Rechtsprechung / BPatG / 2008

BPatG Beschluss vom 17.01.2008 – 21 W (pat) 339/04

21. Senat

BUNDESPATENTGERICHT

_______________

(Aktenzeichen)

Verkündet am

17. Januar 2008

B E S C H L U S S

In der Einspruchssache

gegen das Patent 102 51 656

… 08.05

hat der 21. Senat (Technischer Beschwerdesenat) des Bundespatentgerichts aufgrund der mündlichen Verhandlung vom 17. Januar 2008 unter Mitwirkung des

Vorsitzenden Richters Dipl.-Phys. Dr. Winterfeldt sowie der Richter Baumgärtner,

Dipl.-Phys. Dr. Morawek und Dipl.-Ing. Bernhart

beschlossen:

Nach Prüfung des Einspruchs wird das Patent DE 102 51 656 mit

folgenden Unterlagen beschränkt aufrechterhalten:

Bezeichnung: Verfahren zur Bestimmung der Belastung einer

Kontaktanordnung

Patentansprüche 1 bis 4 gemäß Hauptantrag, überreicht in der

mündlichen Verhandlung vom 17. Januar 2008,

Beschreibung, Seiten 2/8 bis 6/8 gemäß Patentschrift,

2 Blatt Zeichnungen, Figuren 1 bis 5, gemäß Patentschrift.

G r ü n d e

I.

Gegen das am 1. November 2002 angemeldete Patent 102 51 656 (Streitpatent),

das ein "Verfahren zur Bestimmung der Belastung einer Kontaktanordnung" betrifft

und dessen Erteilung am 24. Juni 2004 veröffentlicht worden ist, hat die s…

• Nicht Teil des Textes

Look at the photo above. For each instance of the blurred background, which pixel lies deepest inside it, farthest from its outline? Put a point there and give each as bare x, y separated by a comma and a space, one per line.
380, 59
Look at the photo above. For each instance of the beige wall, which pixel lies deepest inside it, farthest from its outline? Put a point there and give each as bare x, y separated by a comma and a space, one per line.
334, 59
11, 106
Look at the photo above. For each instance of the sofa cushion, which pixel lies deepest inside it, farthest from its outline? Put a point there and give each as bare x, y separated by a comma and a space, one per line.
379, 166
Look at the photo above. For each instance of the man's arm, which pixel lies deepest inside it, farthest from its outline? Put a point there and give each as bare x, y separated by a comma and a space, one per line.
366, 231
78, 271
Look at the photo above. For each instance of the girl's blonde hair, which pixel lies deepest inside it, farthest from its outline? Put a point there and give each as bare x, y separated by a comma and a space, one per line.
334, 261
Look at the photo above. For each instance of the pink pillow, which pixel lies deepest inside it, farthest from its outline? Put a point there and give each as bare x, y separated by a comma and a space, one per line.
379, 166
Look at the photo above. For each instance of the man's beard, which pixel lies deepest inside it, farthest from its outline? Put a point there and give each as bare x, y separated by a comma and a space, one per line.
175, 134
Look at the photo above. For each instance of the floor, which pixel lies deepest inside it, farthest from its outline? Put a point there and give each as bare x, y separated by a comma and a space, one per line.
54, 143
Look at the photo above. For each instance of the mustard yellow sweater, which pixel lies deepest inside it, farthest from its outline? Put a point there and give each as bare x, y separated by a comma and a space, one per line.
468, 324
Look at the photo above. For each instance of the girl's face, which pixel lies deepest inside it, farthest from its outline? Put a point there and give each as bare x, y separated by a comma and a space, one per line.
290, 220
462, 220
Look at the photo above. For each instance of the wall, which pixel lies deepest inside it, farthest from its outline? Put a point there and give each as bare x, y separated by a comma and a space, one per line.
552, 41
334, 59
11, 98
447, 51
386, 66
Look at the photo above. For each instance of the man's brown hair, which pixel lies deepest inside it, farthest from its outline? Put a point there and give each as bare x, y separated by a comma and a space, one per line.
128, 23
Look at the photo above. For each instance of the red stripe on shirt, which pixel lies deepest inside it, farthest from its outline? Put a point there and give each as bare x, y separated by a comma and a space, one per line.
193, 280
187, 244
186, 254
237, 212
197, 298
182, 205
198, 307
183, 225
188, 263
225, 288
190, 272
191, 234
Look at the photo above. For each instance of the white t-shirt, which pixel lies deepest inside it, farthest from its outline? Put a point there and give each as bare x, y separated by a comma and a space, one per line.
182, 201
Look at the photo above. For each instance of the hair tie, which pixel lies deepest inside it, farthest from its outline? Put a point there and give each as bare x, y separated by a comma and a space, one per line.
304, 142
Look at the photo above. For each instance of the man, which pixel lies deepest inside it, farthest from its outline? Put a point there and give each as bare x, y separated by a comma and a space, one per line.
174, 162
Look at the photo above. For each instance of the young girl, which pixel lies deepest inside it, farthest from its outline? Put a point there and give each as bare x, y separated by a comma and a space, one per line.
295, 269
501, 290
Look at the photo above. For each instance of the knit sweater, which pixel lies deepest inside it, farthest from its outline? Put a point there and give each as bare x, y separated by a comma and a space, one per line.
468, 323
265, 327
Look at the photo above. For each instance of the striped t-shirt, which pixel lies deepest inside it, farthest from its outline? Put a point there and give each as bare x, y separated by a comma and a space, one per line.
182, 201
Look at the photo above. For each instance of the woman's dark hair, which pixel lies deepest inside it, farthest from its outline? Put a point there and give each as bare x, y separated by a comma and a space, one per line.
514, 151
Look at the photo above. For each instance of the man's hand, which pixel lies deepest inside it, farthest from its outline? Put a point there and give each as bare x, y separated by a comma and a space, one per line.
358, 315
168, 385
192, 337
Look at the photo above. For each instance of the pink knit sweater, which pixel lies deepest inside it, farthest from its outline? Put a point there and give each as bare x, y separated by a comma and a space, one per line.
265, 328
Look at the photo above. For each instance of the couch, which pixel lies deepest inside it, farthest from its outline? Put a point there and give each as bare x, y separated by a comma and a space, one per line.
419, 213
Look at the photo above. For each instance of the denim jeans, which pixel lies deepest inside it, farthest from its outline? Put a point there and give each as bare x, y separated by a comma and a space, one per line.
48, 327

… Firma A… AG, am 20. September 2004 Einspruch eingelegt. Im

Einspruchsschriftsatz hat die Einsprechende angegeben, dass die M… Patentanwälte Z… & Partner zum Inlandsvertreter bestellt seien.

Der erteilte Patentanspruch 1 lautet, nach Merkmalen gegliedert:

M1 Verfahren zur Bestimmung der Belastung einer Kontaktanordnung (2) eines elektrischen Schaltgerätes (1)

M2

unter Nutzung der von einem bei einer Kontaktbetätigung

auftretenden Lichtbogen ausgesandten elektromagnetischen Strahlung,

dadurch gekennzeichnet,

M3

dass die elektromagnetische Strahlung erfasst wird,

M4

dass in Abhängigkeit des Auftretens der elektromagnetischen Strahlung ein Zeitintervall bestimmt wird

M5

und dass dieses Zeitintervall die Grenzen für eine Bestimmung eines Stromwärmeintegrals,

M5a

insbesondere des Stromwärmeeintegrals ∫I2t dt festlegt.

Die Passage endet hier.